Friday, June 1, 2012

On Kindergarten, the Coast, and Getting it Right the Third Time

I know it's weird and totally nerdy, but I've always secretly enjoyed filling out paperwork. Give me an extensive application, a thick survey, an invasive questionnaire- I love it all. I will happily fill in boxes and bubble in the bubbles and sign and date with a flourish of excitement.

That said, even I was feeling a big overwhelmed by Jack's kindergarten paperwork. (He will be going to French immersion school, which means we'll be spending his college fund on gas money to get him back and forth across town, but as they say, c'est la vie...) I spent a few hours putting his birthdate into boxes and determining that we do not qualify for free or reduced lunch (though we will once Felix arrives, which surprised me. I guess we are poor. Who knew?), providing our phone numbers and email addresses approximately FIVE THOUSAND times, and sifting though years of sloppily written vaccine history. And then we needed proof of his identity.

I enlisted Brent's help for this one. You see, Brent has this uncanny ability to always know where things are in the house. Coincidentally, I have an uncanny ability to leave things around the house and immediately forget where I have left them. We make a great team.

Brent rolled his eyes and headed to the closet. "I keep a file for each of the kids," he said condescendingly while retrieving a small file case that I bought years ago in one of my futile attempts at organizing my life. He pulled out a file and began to rifle through its contents. "All of their important paperwork, like birth certificates and stuff, is right here," he said proudly.

I waited.

"Ah, here it is!" he announced as he handed me that application that you fill out to order your kid's birth certificate. "Oh wait..."

No birth certificate for either kid. Oops. How did we drop the ball on this one? Yikes. Well, at least we'll have one more chance to get things right with number three.

In happier news, with the return of my appetite comes the return of recipe links. Have you tried avocado pesto before? Where has this recipe been all my life?

Also, a kid's birthday party at the vintage arcade? Brilliant. Turns out the kids are pinball wizards. It also turns out that $5 in quarters disappears very quickly when you hand it over to a three year old in an arcade.

On the way home from the arcade Sawyer tries unsuccessfully to gain admittance to the brewery. Twenty-one does seem so far away when you are only three.

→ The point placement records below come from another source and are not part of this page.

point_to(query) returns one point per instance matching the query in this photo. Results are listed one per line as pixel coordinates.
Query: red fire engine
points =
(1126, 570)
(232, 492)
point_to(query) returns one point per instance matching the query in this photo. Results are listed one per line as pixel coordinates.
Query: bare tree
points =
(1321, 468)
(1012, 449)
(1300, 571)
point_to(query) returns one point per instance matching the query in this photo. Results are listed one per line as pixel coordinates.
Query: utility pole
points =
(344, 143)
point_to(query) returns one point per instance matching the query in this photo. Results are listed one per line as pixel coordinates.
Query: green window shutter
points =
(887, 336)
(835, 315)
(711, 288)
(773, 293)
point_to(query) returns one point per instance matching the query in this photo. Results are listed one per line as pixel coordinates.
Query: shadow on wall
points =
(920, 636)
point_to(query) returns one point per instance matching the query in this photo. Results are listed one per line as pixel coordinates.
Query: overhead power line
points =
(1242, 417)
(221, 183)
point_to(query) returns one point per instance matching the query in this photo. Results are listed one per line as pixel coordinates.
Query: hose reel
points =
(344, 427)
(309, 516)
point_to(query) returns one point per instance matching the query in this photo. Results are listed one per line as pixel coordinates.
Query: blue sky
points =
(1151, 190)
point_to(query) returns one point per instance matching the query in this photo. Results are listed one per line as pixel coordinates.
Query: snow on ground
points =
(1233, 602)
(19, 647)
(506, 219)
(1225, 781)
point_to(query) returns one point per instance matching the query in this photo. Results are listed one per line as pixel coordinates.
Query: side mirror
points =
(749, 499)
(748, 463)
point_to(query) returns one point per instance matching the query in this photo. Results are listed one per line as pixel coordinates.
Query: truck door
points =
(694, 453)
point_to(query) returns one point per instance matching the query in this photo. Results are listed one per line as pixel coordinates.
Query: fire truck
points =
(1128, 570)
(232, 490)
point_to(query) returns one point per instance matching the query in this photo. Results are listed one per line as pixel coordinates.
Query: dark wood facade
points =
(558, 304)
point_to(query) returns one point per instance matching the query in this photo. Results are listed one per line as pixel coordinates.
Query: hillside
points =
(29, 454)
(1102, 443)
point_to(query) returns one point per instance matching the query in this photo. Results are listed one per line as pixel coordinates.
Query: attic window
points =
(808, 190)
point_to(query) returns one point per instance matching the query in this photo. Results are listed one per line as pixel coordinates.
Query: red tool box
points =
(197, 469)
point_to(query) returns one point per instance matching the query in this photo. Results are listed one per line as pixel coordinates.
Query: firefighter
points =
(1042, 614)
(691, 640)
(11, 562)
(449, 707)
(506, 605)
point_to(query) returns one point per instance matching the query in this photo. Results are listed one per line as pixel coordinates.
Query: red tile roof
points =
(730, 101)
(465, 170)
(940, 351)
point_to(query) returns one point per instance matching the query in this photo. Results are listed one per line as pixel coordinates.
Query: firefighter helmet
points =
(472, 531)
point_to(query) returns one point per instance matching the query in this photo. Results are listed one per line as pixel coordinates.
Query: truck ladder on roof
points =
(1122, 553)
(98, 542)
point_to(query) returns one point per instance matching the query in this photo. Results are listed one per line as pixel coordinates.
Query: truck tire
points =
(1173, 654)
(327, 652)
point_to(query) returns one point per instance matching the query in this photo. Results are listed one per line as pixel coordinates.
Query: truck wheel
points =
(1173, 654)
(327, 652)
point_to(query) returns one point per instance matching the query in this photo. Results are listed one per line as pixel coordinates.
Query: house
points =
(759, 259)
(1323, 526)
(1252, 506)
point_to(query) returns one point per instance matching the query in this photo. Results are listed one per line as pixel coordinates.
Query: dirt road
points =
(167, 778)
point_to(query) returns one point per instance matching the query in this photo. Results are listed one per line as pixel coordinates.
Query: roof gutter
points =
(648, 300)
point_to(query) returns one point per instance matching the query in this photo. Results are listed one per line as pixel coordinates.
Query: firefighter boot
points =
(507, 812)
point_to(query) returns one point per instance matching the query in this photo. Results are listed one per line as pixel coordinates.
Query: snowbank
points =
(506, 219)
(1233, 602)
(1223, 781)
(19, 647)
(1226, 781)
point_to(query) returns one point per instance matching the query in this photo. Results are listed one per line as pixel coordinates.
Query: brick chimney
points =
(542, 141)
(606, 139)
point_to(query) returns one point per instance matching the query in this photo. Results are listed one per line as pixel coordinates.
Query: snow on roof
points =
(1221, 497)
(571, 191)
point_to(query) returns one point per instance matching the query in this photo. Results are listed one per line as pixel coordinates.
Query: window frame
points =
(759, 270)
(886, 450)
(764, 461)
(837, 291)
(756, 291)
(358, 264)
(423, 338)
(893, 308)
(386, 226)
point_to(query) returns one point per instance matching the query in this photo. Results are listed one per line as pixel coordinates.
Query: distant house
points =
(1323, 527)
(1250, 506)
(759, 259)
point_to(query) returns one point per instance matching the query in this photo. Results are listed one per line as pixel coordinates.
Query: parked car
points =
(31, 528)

And then we went to the beach because it was the holiday weekend and we needed something festive to do that involved getting out of the house. You know me, I love a good beach photo shoot. Sometimes I feel kind of guilty about the fact that we don't go to the coast as often as we could. But then we have a week of sand in the washing machine and I get over that one pretty quickly.

Despite our lack of appropriate identification, we got all registered and oriented for kindergarten. We even got to meet the teacher (we like her!) and sit through an hour long presentation in a crowded and very humid room on the importance of handwashing and the dangers of headlice. Welcome to elementary school! Jack was super bummed to hear that they don't give homework until February. What a nerd! (I was actually a bit disappointed by this as well, since you know how I feel about paperwork- I just can't wait to sign those reading logs!)

Baby Felix is a pretty big topic around here these days. Jack was not interested AT ALL when I was pregnant with Sawyer, but Sawyer has taken a real interest in this baby and loves to pat my stomach and talk to the baby bump and yell at me if he thinks I am hurting the baby, you know, by sitting up or scratching my itchy stretchy tummy or something. Jack is indifferent. I think he is still worried about his Legos.

One thing is for sure, I will be making damn sure to get this one a birth certificate right away. AND I will file it away in the folder. AND I will make sure that they write out the vaccine information legibly. AND by the time this one gets to kindergarten, I will be skipping the handwashing/headlice seminar. Like I said, this is our last chance to get it right. Wish me luck.